Memo To: Website browsers, fans & clients
From: Jude Wanniski
Re: Ten movies that helped shape my life: #3One at a time, in the next ten weeks or so, I’ll list here the ten films that most shaped my life. These are not my favorite films. They are the movies I’ve seen that have had the greatest influence on my thinking, my character, my life. Some are favorites that I enjoy watching over and over again, which you can tell as you read each entry. Try to think of your own experiences with films and how they influenced the course of your life. It makes life more interesting to be aware, as you live it, to know how things such as books and films and magazine articles alter your path in significant ways. Sometime last year the Sunday NYTimes “Arts and Leisure” section had a piece on how difficult it is to think of a movie that may have changed history. The only movie they could think of was a silent film by D.W. Griffith, "Birth of a Nation," which had a scene about the KuKluxKlan that the author believes changed national thinking about the KKK. How silly. Each of the ten films listed here changed my history, and if I had not seen them, I would not have helped change history in the ways that I have. Films don’t move masses. They move individuals who move masses.
3. “An American in Paris.” (1951) There is no motion picture I’ve watched more than this MGM classic musical, easily a hundred times without exaggeration. Gene Kelly and Leslie Caron in a love story that made me dizzy when I first saw it in raging adolescence (15). The music is George Gershwin, my entry point to classical music. If I had to have one movie on a desert island, this would be it. It is flawless. There is no scene in it that is less than the others, no number I can decide is my favorite of all. Oscar Levant is priceless in a supporting role. George Guetary’s “I’ll Build a Stairway to Paradise,” stoked my raging adolescence with every step. Gene Kelly plays a GI who stayed in Paris after the war to learn how to paint. When he sees Leslie Caron in a smoky nightclub, he is hit by the old lightning bolt, and pursues her until the movie’s glorious finish. When she asks why, if he says he is such a great artist, he is not famous, he asks her to be patient. “Civilization,” he says, “has a natural resistance to improving itself.” In the years that followed, whenever I’ve been discouraged about my progress in moving the world in the direction I wish it to go, I think of that line and why it must be so.

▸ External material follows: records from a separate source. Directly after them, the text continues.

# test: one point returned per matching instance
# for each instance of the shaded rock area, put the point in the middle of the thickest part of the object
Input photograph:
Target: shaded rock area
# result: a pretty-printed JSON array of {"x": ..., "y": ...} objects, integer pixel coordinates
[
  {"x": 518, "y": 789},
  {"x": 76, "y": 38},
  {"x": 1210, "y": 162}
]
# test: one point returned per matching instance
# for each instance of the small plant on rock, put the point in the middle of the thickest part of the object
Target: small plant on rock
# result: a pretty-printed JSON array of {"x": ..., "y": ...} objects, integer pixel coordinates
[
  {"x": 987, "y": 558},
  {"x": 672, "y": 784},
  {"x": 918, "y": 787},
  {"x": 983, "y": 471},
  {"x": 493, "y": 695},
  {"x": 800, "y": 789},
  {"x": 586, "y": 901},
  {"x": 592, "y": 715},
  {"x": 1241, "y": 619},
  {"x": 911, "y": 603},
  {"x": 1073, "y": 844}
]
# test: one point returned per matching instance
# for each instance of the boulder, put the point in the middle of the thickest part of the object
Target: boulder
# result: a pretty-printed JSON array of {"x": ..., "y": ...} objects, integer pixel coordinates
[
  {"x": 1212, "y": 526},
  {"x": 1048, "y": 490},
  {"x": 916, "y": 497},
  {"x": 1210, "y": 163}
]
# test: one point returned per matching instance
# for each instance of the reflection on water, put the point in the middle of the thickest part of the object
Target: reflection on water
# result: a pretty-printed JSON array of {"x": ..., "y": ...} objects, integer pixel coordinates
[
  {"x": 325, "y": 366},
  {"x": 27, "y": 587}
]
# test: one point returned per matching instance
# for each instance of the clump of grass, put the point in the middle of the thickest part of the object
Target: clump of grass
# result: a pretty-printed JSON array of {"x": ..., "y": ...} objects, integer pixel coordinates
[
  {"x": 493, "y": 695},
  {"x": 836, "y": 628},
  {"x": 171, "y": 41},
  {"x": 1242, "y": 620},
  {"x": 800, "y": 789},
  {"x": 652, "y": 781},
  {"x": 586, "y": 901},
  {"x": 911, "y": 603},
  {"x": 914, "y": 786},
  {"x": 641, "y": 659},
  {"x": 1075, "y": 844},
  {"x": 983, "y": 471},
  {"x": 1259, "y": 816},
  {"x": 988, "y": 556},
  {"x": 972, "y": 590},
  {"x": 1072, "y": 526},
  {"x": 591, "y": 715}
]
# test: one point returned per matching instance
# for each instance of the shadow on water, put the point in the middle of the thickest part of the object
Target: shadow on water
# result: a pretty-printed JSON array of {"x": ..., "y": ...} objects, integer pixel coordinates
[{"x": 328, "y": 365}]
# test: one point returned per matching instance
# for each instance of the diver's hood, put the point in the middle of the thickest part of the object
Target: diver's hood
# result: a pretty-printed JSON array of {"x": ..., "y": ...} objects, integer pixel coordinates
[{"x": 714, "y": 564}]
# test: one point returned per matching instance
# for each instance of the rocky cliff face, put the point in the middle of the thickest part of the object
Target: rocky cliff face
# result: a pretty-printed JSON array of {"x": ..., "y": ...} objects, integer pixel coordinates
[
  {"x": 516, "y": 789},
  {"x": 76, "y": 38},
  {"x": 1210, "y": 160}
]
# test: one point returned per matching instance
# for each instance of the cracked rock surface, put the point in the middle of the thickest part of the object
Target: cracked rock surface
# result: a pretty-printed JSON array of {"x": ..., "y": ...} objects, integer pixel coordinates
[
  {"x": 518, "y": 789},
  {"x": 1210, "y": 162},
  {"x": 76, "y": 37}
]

2. “Rashomon.” (1950) There are several foreign films I saw as a boy that made me think of how different people were in other parts of the world. "Rashomon," from the Japanese director Akira Kurosawa, was about the universality of human nature -- the elusiveness of truth everywhere in the world. There are four people involved in an event that occurs in the middle of a forest in 16th century Japan. There is a nobleman, his beautiful consort, a bandit, and a bystander. There is conflict, a sexual episode between the woman and the bandit, and a murder. The heart of the film consists of the same event played out four different ways, according to the recollections of the four participants. This troubling film taught me that there is no such thing as objective fact or pure objectivity and built upon the lesson of "The Ox-Bow Incident." It made it easy for me to see how Clarence Thomas and Anita Hill told the truth, although their stories were 180 degrees apart. It also enabled me to appreciate the conflicting stories of President Clinton and Kathleen Willey. People sometimes remember what was in their mind at the time of a stressful situation because it really was in their mind.
1. “The Ox-Bow Incident.” (1943) This is the movie that most changed my life, instilling in me a fear of injustice that is produced by lynch mobs. That came to be one of my distinguishing political characteristics. As you will notice I am attracted to the defense of those who nobody else will defend. My mother took me to see this when I was seven years old and I even remember sitting near the rear of the Borough Park Theater in Brooklyn, N.Y. Henry Fonda is part of a posse chasing men who killed a rancher in the course of stealing some of his cattle. The thieves, including Dana Andrews, Anthony Quinn and an old man, insist they did nothing wrong, but after a quick tree-stump trial in the woods, they are pronounced guilty -- with Henry Fonda voting “not guilty” -- and hung. On the way back to town, the posse meets a man who tells them the rancher was not killed at all, but was alive and well. The men who had been hung were innocent after all. I cried bitterly, not only in the theater, but for many nights thereafter. For years it came back to me in dreams. I can’t watch it when it shows up on late-night television. I hate lynch mobs.